The reviewer's approach to thinking about a new series for her was to
think of problems that she could be confronted with and ways that she
could go about solving them.
Once, in the TV series
Family
Ties, Alex P. Keaton filled in his sister Mallory about an
American president of the 1800s. He had a couple of seconds to get
her to think about this president, not just as an old figure from
musty, yellowing history book pages, but as a real and once-living
person that she could immediately identify with and understand. He
took the tack of describing the problems that the president faced,
the decisions the president made in response to those problems and
the reactions that various groups had to his decisions. Alex's
approach worked and Mallory understood the president as a real person
who faced understandable problems.
This, to me, is what drama is all
about. Wein is right in that an author shouldn't just place
characters in a limiting box and shouldn't just think of how an
African-American or a gay Iranian would approach a problem, but I
think that could be a good starting point for many interesting
stories.
it's valuable to get other perspectives
into the comics field. I think it's valuable to be aware of how
other demographic groups see situations and to take an approach to
comics that's not dependent on being a white, straight male. Writers
can then increase the number of the kinds of problems that characters
can face and increase the number of ways in which characters can go
about solving problems.
Update: Do comic stories have to be violent? The superhero stories certainly are, even though they've had "day off" stories from way back when where the superheroes take their colored, skintight outfits off and just hang out and enjoy the day. They can also have scenes that are visually jazzed up, but where
the main point is a dialogue between some of the characters, but yeah, there's not much point in having muscular men and tough-looking women in body-hugging outfits if the authors can't toss two or three fight scenes an issue in.

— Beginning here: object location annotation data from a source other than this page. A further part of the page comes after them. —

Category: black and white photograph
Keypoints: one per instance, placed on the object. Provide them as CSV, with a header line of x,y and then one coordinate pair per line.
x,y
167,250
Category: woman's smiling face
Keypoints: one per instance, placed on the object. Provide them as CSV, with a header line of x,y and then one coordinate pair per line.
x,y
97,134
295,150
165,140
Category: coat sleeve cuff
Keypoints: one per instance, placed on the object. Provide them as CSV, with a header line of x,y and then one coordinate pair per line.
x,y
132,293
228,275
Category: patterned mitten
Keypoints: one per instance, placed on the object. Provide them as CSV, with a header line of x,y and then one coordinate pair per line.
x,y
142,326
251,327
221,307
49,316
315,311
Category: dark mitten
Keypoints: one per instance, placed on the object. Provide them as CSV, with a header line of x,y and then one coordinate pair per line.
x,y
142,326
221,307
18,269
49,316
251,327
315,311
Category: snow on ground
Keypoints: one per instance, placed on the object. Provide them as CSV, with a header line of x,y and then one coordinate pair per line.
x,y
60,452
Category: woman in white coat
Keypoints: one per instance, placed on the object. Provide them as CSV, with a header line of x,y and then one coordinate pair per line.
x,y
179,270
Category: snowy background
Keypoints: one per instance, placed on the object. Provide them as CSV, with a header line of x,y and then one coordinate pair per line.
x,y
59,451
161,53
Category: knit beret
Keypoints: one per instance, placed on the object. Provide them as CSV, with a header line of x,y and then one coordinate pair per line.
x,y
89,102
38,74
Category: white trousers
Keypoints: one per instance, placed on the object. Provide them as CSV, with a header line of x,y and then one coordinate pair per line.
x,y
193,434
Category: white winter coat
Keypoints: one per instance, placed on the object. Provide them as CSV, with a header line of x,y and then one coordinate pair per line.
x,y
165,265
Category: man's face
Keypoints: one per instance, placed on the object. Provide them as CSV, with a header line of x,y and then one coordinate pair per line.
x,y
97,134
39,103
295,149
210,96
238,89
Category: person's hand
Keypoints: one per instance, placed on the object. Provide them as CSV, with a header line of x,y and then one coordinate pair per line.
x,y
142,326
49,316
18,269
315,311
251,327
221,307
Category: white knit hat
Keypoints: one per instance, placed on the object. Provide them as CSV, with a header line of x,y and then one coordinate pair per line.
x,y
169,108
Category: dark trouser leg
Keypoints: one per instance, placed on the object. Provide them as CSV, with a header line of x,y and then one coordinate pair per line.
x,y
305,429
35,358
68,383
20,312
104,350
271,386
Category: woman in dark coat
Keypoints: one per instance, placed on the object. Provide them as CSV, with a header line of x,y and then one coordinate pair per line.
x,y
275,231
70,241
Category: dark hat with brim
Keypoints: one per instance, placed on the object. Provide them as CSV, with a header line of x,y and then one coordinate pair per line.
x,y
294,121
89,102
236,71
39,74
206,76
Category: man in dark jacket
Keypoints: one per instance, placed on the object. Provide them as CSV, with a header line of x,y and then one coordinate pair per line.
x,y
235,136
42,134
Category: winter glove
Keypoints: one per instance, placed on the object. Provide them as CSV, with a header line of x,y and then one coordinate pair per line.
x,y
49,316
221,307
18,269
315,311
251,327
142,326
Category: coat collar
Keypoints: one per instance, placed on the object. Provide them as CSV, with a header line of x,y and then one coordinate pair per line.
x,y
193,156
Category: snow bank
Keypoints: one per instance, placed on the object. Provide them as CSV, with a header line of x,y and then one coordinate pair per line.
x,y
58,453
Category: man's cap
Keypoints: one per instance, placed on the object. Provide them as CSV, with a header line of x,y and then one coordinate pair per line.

But do comics stories in general have to be violent? Not at all. Fantagraphics publishes a whole series of comics where the violence is either completely absent or is kept at a minimum and when it's used, is clearly relevant to the story.
Love & Rockets is one of their flagship titles. That has a bit of nudity here and there, but again, it's clearly relevant to the story when it's used.
Hate is another cool series they published at one point.